The Orgreave Truth and Justice Campaign (OTJC) are expecting an announcement about Orgreave any day now from the Home Secretary, Amber Rudd.
OTJC Secretary Barbara Jackson said “We trust that Amber Rudd will announce the only right decision, namely that there must be an inquiry into what happened at Orgreave and after it. These events are too serious to let them lie.

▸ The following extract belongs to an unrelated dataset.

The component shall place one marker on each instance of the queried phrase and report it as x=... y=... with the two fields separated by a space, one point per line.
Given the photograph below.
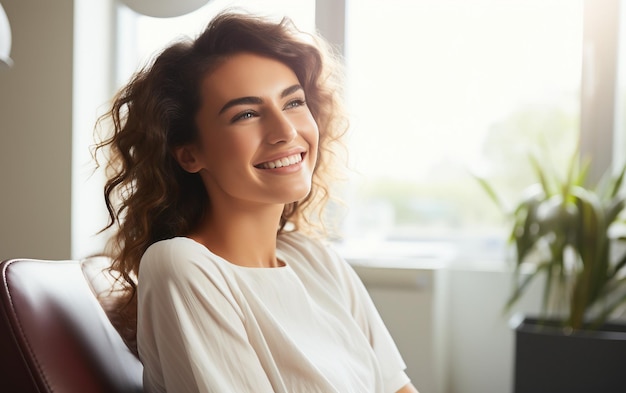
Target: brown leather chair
x=54 y=334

However we have real concerns about what sort of inquiry the Home Secretary will establish: history is littered with examples of inquiries that have disappointed, such as the “establishment led” Stuart Smith Scrutiny into Hillsborough, which completely failed to get to the truth, and we are keen to ensure that the Home Secretary does not make similar mistakes over Orgreave”.
These are the key elements of an Orgreave inquiry that we have told the Home Secretary are necessary to make it effective.
- The inquiry must have the power to require all the relevant information and evidence to be produced to it
- The Hillsborough inquests have raised real questions about whether there was a culture within South Yorkshire Police in the 1980’s of manipulating and suppressing evidence.
- Uncovering the truth about Orgreave by definition requires that all possible relevant evidence be obtained and so we believe the inquiry must have the power to compel all relevant organisations and people to turn over what information and evidence they have.
- Those who have an interest in the inquiry must be able to fully participate in order to lend their experience, knowledge and understanding to the process
- We as the group who has lobbied for this inquiry, should be able to input into the terms of reference and membership of the inquiry.
- The inquiry must hear first hand from the miners: their testimony was never heard at the criminal trials as they collapsed before the defence case; and they never gave their accounts in any civil trials as South Yorkshire Police settled the claims before trials.
- The officers at Orgreave must also be given the space to speak, in particular about the manner in which police evidence was recorded, as many officers did at the Hillsborough inquests.
- The tribunal conducting the investigation must include a range of skills, not just legal ones, so that people can have confidence it will fully understand the issues, and be independent and objective in its approach
- We believe that the Hillsborough Independent Panel was so effective and reached such robust conclusions, later affirmed by the inquest jury, because its membership was drawn from a range of disciplines: it included the Right Reverend James Jones, Bishop of Liverpool, the journalist and broadcaster Peter Sissons, the criminologist Phil Scraton, a medical consultant, a retired police officer, two experts on document archiving and a television producer.
- A similar diversity of experience and expertise is essential if the truth about Orgreave is to be established
- The inquiry must be transparent, open and accessible and its conclusions publicly explained
- An inquiry conducted behind closed doors will not instil confidence: it is important that those involved at Orgreave and the wider public are able to see the process taking place and read the evidence obtained.
- In addition, a panel which simply gathers the evidence will not suffice: rather it must have the power to provide a critical analysis of the evidence and a detailed report of the sort produced by the Hillsborough Independent Panel.
- We do not demand an expensive, overly long inquiry.
- The IPCC has already carried out two years of investigation into the Orgreave case and full transcripts of the Orgreave criminal trials already exist.
- Both of these factors would give an inquiry a substantial “head start” in terms of the gathering and understanding the evidence, leading to a substantial saving of time and cost.
- We believe that properly constructed, including the elements set out above, an Orgreave inquiry can deliver justice.